The Only Question That Matters
The machinery is built. The judges are placed. The camps exist. The algorithms amplify. The cops comply. The generals are being replaced.
This isn't a warning. It's inventory.
The question isn't could it happen here? It is happening here. The question is whether enough people stop calling it politics and start calling it what it is.
Dictatorship with American characteristics. PrumpTutin with a flag pin. Tyranny with a Bible and a Supreme Court ruling.
We were warned. We read the books. We made the movies. Then we built it anyway.
Five stars on Yelp. Would recommend to other declining democracies.
Returns still accepted. But the window's closing.
Appendix: The Prophets Nobody Heeded
Shelley: build without wisdom, it kills you.
Zamyatin: imagination surgically removed, glass-walled surveillance as social control.
Orwell: surveillance as power's servant, truth as variable.
Huxley: control by pleasure, not pain—distraction as oppression.

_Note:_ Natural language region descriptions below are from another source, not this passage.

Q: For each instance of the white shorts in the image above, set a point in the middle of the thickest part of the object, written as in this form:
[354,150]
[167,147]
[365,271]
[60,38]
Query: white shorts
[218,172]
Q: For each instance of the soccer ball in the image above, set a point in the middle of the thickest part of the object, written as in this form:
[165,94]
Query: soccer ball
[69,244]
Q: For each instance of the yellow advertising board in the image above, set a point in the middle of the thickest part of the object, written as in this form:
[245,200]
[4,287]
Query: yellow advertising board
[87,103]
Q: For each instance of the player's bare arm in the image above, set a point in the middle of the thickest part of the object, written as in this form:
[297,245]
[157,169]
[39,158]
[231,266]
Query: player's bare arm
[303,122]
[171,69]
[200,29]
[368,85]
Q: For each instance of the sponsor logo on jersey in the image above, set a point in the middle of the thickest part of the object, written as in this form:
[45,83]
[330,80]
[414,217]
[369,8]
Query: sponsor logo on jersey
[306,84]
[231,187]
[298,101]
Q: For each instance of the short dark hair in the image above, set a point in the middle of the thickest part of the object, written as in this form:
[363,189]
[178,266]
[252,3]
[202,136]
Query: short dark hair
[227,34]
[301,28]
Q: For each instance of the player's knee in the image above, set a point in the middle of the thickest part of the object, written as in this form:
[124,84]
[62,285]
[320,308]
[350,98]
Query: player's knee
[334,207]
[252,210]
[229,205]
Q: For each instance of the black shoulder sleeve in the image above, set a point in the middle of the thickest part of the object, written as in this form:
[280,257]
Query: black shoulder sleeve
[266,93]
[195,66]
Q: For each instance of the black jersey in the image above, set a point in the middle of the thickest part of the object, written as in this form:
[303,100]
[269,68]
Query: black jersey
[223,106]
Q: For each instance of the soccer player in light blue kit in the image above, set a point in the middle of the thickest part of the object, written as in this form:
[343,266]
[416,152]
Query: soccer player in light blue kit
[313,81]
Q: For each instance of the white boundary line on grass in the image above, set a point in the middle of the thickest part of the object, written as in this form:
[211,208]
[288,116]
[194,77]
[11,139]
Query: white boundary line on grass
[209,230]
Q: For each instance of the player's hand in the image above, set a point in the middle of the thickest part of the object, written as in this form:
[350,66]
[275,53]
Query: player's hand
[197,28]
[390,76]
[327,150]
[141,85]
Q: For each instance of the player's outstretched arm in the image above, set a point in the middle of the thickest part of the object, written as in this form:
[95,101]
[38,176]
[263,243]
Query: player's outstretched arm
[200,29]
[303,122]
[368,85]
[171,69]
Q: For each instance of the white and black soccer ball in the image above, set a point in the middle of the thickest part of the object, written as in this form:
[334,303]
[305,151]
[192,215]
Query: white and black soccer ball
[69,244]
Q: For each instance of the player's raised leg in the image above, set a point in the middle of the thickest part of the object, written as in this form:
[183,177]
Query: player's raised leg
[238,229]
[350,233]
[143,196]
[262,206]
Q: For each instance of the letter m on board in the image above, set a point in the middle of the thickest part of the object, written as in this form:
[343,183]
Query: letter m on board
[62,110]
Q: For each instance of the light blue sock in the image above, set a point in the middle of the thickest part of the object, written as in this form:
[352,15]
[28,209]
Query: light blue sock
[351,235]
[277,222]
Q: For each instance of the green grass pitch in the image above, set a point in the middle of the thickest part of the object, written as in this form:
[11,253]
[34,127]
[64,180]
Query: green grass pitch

Bradbury: comfort over books, voluntary ignorance as social policy.
Dick: reality manufactured, empathy commodified, machines making human choices.
Atwood: Gilead, every law with precedent, theocracy through bureaucracy.
Butler: MAGA decades early, corporate fascism with a friendly face.
Gibson: cyberspace owned by corporations, data as the new oil.
Ballard: every dystopia begins as desire, technology serving our worst impulses.
Cameron: machines don't rebel—they obey perfectly, doing exactly what we programmed them to do.
Different angles. Same catastrophe. We applauded them, quoted them, adapted them. Then built everything they warned us about.
Because it was profitable. Because it was legal. Because it was easier than stopping.